It was all smiles at Saint Francis University Tuesday morning.  Families began to make new memories that they said would last a lifetime.

“This has been really great because this will give our family some independence to be able to travel, get out to see things, and help him to see things,” says Shelley Lill.

Lill’s son is five-year-old Thomas, who is deaf blind.  Lill is one of the three moms who helped to start the Mainline Area Special Needs Advocacy Group.  They help other parents find resources for their kids who have special needs and Tuesday the moms were able to help 20 kids from our region receive adaptive bikes, strollers, or communication devices from the group Variety.

“It’s wonderful that we were able to bring this to rural Pennsylvania and to our county, so that families that may not be able to get out and about are able to come to a centralized location.”

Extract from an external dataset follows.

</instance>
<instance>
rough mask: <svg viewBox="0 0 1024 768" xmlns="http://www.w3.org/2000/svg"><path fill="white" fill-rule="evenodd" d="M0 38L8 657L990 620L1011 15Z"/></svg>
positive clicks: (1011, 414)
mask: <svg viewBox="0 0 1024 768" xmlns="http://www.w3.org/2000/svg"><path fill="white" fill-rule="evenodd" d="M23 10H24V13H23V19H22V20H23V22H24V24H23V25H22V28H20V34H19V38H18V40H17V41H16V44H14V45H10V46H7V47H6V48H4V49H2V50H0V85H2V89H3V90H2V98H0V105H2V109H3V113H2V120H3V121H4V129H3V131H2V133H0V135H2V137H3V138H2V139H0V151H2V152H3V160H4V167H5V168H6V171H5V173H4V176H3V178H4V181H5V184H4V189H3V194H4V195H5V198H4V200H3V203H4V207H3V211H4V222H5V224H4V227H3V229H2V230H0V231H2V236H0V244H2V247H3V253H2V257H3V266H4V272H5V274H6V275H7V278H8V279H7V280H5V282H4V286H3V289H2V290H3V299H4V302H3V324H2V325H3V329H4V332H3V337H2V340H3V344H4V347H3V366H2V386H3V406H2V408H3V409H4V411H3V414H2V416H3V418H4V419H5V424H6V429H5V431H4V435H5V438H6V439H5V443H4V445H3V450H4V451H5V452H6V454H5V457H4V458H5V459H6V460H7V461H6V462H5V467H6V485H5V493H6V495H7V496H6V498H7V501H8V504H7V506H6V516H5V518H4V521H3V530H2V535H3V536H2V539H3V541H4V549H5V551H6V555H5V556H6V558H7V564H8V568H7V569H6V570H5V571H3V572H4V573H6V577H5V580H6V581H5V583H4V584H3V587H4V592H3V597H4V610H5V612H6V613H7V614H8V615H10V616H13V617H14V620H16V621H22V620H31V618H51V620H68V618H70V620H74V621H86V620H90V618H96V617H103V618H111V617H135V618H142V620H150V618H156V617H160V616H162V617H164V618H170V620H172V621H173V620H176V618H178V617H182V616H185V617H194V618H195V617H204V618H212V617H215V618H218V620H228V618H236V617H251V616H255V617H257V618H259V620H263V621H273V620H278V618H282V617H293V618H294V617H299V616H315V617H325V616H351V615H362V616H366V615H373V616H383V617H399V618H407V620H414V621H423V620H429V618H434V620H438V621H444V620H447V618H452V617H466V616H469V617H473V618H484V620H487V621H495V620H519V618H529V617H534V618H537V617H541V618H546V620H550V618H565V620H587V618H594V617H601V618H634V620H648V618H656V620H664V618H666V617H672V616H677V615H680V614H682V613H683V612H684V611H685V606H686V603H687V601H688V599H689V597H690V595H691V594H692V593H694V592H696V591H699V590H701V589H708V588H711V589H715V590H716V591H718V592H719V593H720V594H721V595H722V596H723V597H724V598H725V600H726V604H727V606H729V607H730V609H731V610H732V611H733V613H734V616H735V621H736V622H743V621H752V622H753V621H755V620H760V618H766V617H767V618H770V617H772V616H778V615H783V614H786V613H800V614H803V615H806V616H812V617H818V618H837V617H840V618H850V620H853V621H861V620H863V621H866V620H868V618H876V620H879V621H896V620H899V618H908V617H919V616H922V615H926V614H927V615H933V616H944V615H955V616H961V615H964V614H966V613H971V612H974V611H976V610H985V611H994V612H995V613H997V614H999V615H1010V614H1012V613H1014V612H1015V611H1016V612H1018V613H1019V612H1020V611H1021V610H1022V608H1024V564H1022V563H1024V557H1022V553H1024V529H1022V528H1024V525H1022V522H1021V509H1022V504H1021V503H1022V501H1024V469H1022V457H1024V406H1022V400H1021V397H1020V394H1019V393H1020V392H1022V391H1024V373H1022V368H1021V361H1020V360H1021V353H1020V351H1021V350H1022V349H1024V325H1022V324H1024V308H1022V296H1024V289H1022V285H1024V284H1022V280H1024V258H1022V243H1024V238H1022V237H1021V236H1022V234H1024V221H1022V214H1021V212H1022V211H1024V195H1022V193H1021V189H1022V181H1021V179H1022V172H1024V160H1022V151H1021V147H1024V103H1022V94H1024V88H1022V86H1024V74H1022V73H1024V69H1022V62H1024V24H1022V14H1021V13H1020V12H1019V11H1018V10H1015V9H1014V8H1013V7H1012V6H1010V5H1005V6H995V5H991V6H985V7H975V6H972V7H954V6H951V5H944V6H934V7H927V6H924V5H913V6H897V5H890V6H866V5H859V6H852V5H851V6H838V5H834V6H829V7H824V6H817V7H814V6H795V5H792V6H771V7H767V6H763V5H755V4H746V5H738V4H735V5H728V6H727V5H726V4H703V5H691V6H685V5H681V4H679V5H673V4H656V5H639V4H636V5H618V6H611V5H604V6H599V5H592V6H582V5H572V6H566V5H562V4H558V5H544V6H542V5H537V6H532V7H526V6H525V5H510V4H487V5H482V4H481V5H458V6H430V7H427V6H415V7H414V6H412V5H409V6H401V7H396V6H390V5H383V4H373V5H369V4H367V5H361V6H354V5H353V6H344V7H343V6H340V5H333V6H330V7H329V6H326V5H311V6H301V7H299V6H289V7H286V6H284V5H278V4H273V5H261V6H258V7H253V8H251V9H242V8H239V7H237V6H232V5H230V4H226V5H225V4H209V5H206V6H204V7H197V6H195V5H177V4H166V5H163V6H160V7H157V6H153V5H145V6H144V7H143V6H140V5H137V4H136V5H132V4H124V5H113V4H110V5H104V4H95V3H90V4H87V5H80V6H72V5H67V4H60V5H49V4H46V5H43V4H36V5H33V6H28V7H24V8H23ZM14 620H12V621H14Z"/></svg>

Each child had their own support team present.  For Thomas his new stroller will make it easier for him and his family to travel in the sunlight.  They also won’t have to carry him all of the time.

“It’s going to be life changing for the children as well as for the families themselves,” Lill says.

“I think what we sometimes forget about is the siblings and how they miss out on experiences because of the sibling who has a disability, so now you get brothers and sisters riding together,” Charlie LaVallee, who is the chief executive officer for Variety, adds.

Parents said this opportunity will finally allow their kids to just be kids.